Does the Minister think that clause 14 will catch everyone who purports to be an estate agent? Will it catch the rogue person, who sets himself up as an estate agent overnight, and simply puts up a board stating that he is a house seller? Will it catch the person who is open for whatever business, house selling being one of many activities? Will the clause catch the trader who is not normally recognised as an estate agent?
We have talked about the draconian sanctions under the Bill, but what if one happens to be the poor, unfortunate vendor caught up by an unregistered estate agent? It could be a catastrophic experience. The Government should keep an open mind. If it appears that one or two people are providing a less than professional service because they are not registered with any of the professional bodies, it would be reasonable to consider revisiting the question of whether it should be compulsory to be registered as an estate agent. It is a serious matter that concerns the largest transaction that someone is likely to make in their life. We do not want untrained people acting for sellers and buyers of houses. It will not do the estate agency profession or its image any good, and it will provide a lurking danger to the general public. Sales may go wrong rarely, but when they do, they will go wrong with a vengeance, and those most important transactions will become much more difficult and expensive.
I hope that I can give the hon. Gentleman the comfort for which he is looking. Clause 14 will catch the sort of rogue traders that he describes if they market a property for a seller. It will not catch rogue traders acting as estate agents on behalf of a buyer, because it is concerned only with the process of marketing properties. It will be a complete answer to the problem of unqualified people, who are likely to deliver a poor service, setting themselves up as rogue estate agents. That is a separate issue, and I shall return to it in a moment.

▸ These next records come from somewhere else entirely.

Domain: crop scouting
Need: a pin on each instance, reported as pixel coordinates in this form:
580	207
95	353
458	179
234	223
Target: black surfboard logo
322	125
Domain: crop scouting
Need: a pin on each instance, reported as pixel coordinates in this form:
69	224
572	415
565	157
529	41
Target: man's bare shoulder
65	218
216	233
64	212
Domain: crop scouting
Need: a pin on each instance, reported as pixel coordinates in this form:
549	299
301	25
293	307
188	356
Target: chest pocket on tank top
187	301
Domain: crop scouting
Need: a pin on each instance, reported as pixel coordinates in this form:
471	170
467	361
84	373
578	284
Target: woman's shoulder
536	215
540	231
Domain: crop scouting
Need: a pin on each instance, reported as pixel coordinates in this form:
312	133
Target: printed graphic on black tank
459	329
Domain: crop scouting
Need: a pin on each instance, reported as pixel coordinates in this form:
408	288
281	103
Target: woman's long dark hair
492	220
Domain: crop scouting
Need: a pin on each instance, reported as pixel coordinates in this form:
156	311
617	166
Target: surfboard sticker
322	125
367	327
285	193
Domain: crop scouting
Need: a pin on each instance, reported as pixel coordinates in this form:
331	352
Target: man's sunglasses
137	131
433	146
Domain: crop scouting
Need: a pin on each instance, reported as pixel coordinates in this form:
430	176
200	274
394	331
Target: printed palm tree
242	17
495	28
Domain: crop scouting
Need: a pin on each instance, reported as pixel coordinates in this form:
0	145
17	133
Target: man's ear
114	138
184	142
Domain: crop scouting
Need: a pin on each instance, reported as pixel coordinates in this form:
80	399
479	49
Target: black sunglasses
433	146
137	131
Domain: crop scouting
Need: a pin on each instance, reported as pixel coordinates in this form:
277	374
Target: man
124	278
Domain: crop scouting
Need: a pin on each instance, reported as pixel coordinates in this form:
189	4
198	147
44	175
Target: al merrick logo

The provision will cover any individual body corporate or partnership that markets properties and has a place of business in England and Wales. That is a much broader definition that will catch rogue traders. I do not want to detail circumstances in which they will not be caught. Of course, they will not be caught if they have premises outside England and Wales, for the simple reason that there is no enforcement mechanism without the complicated arrangement of a reciprocal procedure with Scotland. Anyone who sets up his premises in Scotland is badly placed to market properties in England and Wales, so we do not think that that is a serious issue, although it might technically be seen as a loophole.
I was asked whether we should revisit the issue of the licensing of estate agents. I made it clear that, although the Government have no current plans to proceed with such licensing, we have a genuinely open mind. We are conscious of the extent of the work that the National Association of Estate Agents has carried out to raise standards in the profession, and of the representations that we have received on the issue. We prefer the voluntary route where possible, but we recognise that there is sometimes a need to take action to protect the public interest.
I hope that the hon. Member for Cotswold will be reassured that we will keep an open mind on the matter. I ask him to withdraw the amendment.
I love the image of the Minister as the Minister with the light touch. Time will tell whether he fulfils that criterion. I am not sure that he will do so with the enactment of the Bill but, be that as it may, his response was helpful and courteous, so I beg to ask leave to withdraw the amendment.
Amendment, by leave, withdrawn.
Clause 14 ordered to stand part of the Bill.
Clause 15 ordered to stand part of the Bill.
Further consideration adjourned.—[Mr. Robert Ainsworth.]
Adjourned accordingly at eighteen minutes past Seven o'clock till Thursday 25 January at fifteen minutes to Ten o'clock.